Şehit düşen yoldaşlarımızın bizlere ilk öğrettiği de bu olmuştur. Düşman her türlü savaş aracı ve yöntemiyle saldıracak, ancak bu kuşatma can bedeli bir direnişle dağıtılacaktır. Halka, partiye ve devrime olan güven ve inançla yürüyen yoldaşlarımızın kendi adımlarında birleştirdikleri kendinden öncekilerin yerini doldurmakla sınırlandırılmayacak bir bilinçtir. Sınıf mücadelesinin keskin ve gür sesine karışan yoldaşlarımızın sesi bir slogan değil, savaşa davettir. Anlaşılması ve yerine getirilmesi gereken bu talimattır. Yoldaşlarımızın şahadeti devrim mücadelesinin kaçınılmaz bir parçasıdır. Bugünden yarınlara bıraktıkları miras, yaşamları boyunca oluşturdukları değerlerdir. Sahip çıkılıp büyütülecek olan da budur. Yarım bıraktıkları görevler tamamlanacak, yerleri doldurulacak ve talimatlarına uyulacaktır.

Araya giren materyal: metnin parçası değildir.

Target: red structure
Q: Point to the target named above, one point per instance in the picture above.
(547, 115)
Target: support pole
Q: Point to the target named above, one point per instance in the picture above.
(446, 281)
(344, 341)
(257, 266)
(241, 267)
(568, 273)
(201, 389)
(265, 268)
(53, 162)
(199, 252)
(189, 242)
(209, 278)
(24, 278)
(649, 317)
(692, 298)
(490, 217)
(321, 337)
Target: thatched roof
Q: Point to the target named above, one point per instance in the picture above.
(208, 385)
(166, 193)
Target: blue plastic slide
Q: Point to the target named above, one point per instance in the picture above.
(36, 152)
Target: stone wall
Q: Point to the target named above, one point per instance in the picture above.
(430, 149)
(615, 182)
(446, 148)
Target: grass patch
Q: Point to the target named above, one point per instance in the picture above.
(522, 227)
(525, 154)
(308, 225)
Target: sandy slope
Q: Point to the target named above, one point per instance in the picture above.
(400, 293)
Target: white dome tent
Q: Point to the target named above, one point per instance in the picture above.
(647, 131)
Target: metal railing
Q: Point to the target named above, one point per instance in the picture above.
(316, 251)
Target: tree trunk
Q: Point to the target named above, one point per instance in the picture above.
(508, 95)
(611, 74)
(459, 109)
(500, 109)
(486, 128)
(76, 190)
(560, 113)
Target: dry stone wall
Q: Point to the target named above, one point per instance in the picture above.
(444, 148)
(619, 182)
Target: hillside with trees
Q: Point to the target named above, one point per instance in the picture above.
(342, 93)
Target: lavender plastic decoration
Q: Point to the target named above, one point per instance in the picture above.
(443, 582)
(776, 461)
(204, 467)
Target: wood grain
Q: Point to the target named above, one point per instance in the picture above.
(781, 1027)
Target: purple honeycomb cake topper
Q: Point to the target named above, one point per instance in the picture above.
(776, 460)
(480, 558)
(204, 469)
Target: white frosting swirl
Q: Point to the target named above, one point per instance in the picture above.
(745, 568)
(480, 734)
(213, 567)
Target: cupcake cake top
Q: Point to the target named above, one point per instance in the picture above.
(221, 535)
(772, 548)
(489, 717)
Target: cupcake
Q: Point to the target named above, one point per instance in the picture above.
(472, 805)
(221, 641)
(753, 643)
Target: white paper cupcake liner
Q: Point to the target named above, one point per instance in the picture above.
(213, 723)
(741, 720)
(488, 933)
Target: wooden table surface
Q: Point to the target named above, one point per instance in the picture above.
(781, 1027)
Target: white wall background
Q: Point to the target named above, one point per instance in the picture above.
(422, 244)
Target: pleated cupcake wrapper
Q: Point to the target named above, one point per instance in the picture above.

Kanlarının aktığı topraklar aynı zamanda onların dilinden halk savaşı sloganlarının yükseldiğine de tanıklık etmiştir. Egemenlerin, halka yönelik en alçakça yöntemlerle saldırdığı, her türlü baskı ve cinayetin alenileştiği, işçi sınıfı ve emekçilerin canlarının sömürü çarkları arasında öğütüldüğü bir dönemde bu sloganlar ayrıca değerlidir! Başta Kürt ulusu olmak üzere halkımız üzerinde örülmek istenen korku duvarları, teslim alma dayatmaları yoldaşlar şahsında partimiz ve halk ordumuz tarafından direniş ve savaş sloganlarıyla yanıtlanmıştır. Kulak verilmesi, sahiplenilmesi ve örnek alınması gereken bu duruştur! Devrettikleri bayrak leke sürülmeden taşınacak, çağrısını yaptıkları savaş yükseltilecek, mevzileri boş, sloganları yarım kalmayacak, hesap sorulacaktır!”